M. [L] [E] répond qu'aucun congé n'ayant été délivré au titulaire du bail, M. [W] [E], dont le bail de 18 ans à compter du 1er octobre 2007 arrivait à échéance le 30 septembre 2025, il avait la faculté d'exploiter les terres jusqu'à cette date ; s'il a obtenu du tribunal l'autorisation de céder son bail à son fils, rien ne lui imposait de le faire dès l'autorisation et il lui était loisible de le faire à tout moment et ce jusqu'à l'échéance du bail. Il ajoute que si l'appelante prétend qu'il n'exploitait pas personnellement les terres depuis le 7 janvier 2019, elle ne l'établit pas.
Réponse de la cour
Si Mme [T] ne prouve pas que M. [L] [E] ne s'est pas consacré à l'exploitation du bien dès le 7 janvier 2019, il a reconnu devant le premier juge s'être consacré à l'exploitation des parcelles depuis le 22 avril 2020, date de signification de l'acte de cession du bail à la bailleresse.
Il est certain que le désistement d'appel de Mme [T], constaté par l'arrêt du 7 janvier 2019, rendait définitif le jugement du 30 novembre 2017 ayant autorisé M. [W] [E] à céder le bail dont il était titulaire à [L] [E].

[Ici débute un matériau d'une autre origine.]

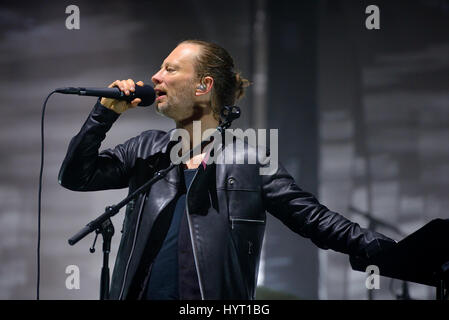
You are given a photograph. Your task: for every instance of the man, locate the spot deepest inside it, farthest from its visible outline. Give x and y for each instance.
(197, 233)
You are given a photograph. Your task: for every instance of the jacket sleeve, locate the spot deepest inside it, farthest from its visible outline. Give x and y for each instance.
(84, 168)
(302, 213)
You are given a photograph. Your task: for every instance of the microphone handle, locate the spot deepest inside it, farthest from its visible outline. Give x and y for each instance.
(113, 93)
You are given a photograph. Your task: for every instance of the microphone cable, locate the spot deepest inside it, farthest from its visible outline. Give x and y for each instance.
(40, 198)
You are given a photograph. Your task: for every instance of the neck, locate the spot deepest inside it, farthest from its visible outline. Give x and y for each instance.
(196, 126)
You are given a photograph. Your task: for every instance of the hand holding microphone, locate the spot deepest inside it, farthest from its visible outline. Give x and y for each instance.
(127, 87)
(119, 96)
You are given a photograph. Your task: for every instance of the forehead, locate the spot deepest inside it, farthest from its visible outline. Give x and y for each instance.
(184, 54)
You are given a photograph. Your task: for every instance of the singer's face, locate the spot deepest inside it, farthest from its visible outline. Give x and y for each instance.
(175, 83)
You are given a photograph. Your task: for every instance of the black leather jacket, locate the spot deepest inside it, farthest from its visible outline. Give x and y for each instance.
(225, 206)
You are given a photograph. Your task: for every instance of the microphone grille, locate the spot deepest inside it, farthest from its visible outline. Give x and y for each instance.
(146, 93)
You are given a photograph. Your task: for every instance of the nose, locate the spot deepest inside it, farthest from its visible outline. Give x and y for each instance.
(156, 78)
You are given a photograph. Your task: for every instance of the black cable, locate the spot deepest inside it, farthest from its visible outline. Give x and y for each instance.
(39, 198)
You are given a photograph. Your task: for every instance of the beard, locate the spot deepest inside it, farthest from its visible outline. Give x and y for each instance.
(178, 104)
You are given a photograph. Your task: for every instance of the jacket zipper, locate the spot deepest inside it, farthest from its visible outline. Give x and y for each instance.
(195, 257)
(237, 220)
(132, 248)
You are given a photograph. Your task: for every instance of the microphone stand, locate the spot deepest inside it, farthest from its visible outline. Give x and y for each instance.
(103, 225)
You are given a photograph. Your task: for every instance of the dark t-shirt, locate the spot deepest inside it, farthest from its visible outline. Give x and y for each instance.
(163, 282)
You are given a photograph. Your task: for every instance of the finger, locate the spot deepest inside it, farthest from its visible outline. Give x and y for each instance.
(114, 84)
(125, 87)
(131, 84)
(135, 102)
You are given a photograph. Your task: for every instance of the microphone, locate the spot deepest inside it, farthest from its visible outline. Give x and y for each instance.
(145, 93)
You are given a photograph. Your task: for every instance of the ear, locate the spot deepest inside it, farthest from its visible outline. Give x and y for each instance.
(205, 86)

En revanche, ainsi qu'il le soutient, l'obtention par le preneur en place de l'autorisation de céder son bail à son fils n'emporte pas obligation de le faire immédiatement alors que son bail n'est pas arrivé à échéance, celle-ci étant prévue le 30 septembre 2025, étant relevé que l'acte de cession ne
mentionne pas la qualité de retraité de M. [W] [E] mais indique qu'il est 'agriculteur', l'appelante ne prouvant pas qu'il avait pris sa retraite, même si elle relève qu'il était âgé de 65 ans en 2019, pour être né le 15 juillet 1954.
Le bail de M. [W] [E] se poursuivant, et il n'est pas prétendu que les terres n'étaient pas exploitées, la reprise de leur exploitation par M. [L] [E] dès la signification le 22 avril 2020 de l'acte de cession du 6 mars 2020 à Mme [T] apparaît parfaitement régulière.
En conséquence, la décision doit être confirmée en ce qu'elle a déboutée Mme [T] de l'ensemble de ses demandes.
Il y a lieu de condamner Mme [T], qui succombe, au paiement des entiers dépens d'appel et d'une indemnité de procédure de 2 000 euros à M. [L] [E].
PAR CES MOTIFS
Statuant contradictoirement, par mise à disposition au greffe ;
Confirme la décision, en toutes ses dispositions ;
Y ajoutant ;
Condamne Mme [M] [T] au paiement des entiers dépens d'appel et d'une indemnité de procédure de 2 000 euros à M. [L] [E].
Arrêt signé par Madame Anne-Lise COLLOMP, Président de Chambre et Mme Karine DUPONT, Greffier, auquel la minute de la décision a été remise par le magistrat signataire.